Textos básicos, uma bela seleção de Danilo Marcondes.


Friedrich Nietzsche (1844 - 1900) foi um dos filósofos mais críticos da tradição filosófica racionalista e iluminista, sendo que sua crítica está na raiz do que podemos chamar de "crise da modernidade", tendo influenciado filósofos contemporâneos como Heidegger, Foucault e outros.  Nascido em Roecken, na Prússia, Nietzsche estudou em Bonn e em Leipzig, tornando-se professor de filologia clássica na Universidade de Basileia, na Suíça, em 1869. Sua primeira obra importante foi O nascimento da tragédia (1871), em que dá início à reinterpretação da filosofia grega em suas origens, considerando-a como ponto de partida do racionalismo que viria a dominar toda a tradição filosófica. Influenciado por Schopenhauer e amigo do compositor Richard Wagner, com quem depois rompeu, Nietzsche formulou uma filosofia que busca ser "afirmativa da vida" e valoriza a vontade. Crítico da moral cristã, em Além do Bem e do Mal (1886) e na Genealogia da Moral (1837) faz uma análise devastadora da moral tradicional que considera  baseada na culpa e no ressentimento.

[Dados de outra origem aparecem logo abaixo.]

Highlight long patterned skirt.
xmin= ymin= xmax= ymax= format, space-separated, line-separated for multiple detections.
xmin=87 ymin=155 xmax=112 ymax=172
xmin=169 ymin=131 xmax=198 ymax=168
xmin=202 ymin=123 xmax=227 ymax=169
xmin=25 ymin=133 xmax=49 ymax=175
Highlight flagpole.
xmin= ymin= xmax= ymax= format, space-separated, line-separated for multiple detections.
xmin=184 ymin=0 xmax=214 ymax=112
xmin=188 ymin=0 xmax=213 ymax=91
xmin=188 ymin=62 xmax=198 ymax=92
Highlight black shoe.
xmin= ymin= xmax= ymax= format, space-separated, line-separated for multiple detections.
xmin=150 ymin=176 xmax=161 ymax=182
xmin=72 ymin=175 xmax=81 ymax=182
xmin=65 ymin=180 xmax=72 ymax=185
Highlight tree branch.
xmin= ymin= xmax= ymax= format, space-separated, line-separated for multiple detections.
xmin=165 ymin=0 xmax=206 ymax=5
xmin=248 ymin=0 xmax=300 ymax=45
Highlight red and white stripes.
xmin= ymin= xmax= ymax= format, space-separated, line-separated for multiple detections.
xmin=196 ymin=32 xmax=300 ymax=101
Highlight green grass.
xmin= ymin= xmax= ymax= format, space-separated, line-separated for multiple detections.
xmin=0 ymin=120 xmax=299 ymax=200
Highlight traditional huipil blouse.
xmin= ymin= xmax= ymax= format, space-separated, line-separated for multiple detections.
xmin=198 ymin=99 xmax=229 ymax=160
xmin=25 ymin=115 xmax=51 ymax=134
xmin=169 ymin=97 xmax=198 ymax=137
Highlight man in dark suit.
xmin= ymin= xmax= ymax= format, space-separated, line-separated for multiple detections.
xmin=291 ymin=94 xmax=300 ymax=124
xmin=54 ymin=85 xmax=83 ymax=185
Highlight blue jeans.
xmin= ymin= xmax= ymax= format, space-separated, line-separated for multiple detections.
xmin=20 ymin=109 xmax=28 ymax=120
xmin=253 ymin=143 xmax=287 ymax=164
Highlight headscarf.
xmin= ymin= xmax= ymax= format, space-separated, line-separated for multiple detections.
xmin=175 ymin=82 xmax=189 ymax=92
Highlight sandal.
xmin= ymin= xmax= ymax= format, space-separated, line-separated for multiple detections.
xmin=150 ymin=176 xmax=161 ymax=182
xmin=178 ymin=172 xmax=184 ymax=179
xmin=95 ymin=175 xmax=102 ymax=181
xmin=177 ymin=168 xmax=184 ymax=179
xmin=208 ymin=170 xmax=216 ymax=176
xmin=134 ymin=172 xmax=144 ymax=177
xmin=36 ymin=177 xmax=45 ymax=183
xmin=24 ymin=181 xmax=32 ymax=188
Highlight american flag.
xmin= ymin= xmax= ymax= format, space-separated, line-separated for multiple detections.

Nietzsche escreveu frequentemente sob a forma de aforismos e seu estilo poético e fragmentário é parte de sua concepção filosófica antiteórica e assistemática, buscando criar um novo filosofar de caráter libertário e visando superar as formas limitadoras da tradição".  MARCONDES,  Danilo. Textos Básicos de Filosofia. Rio de Janeiro, Zahar, 2000. Página 139.

2 comentários:

  1. Obrigada por manter este blog, professor! É como revisitar uma aula sua e renovar o conhecimento.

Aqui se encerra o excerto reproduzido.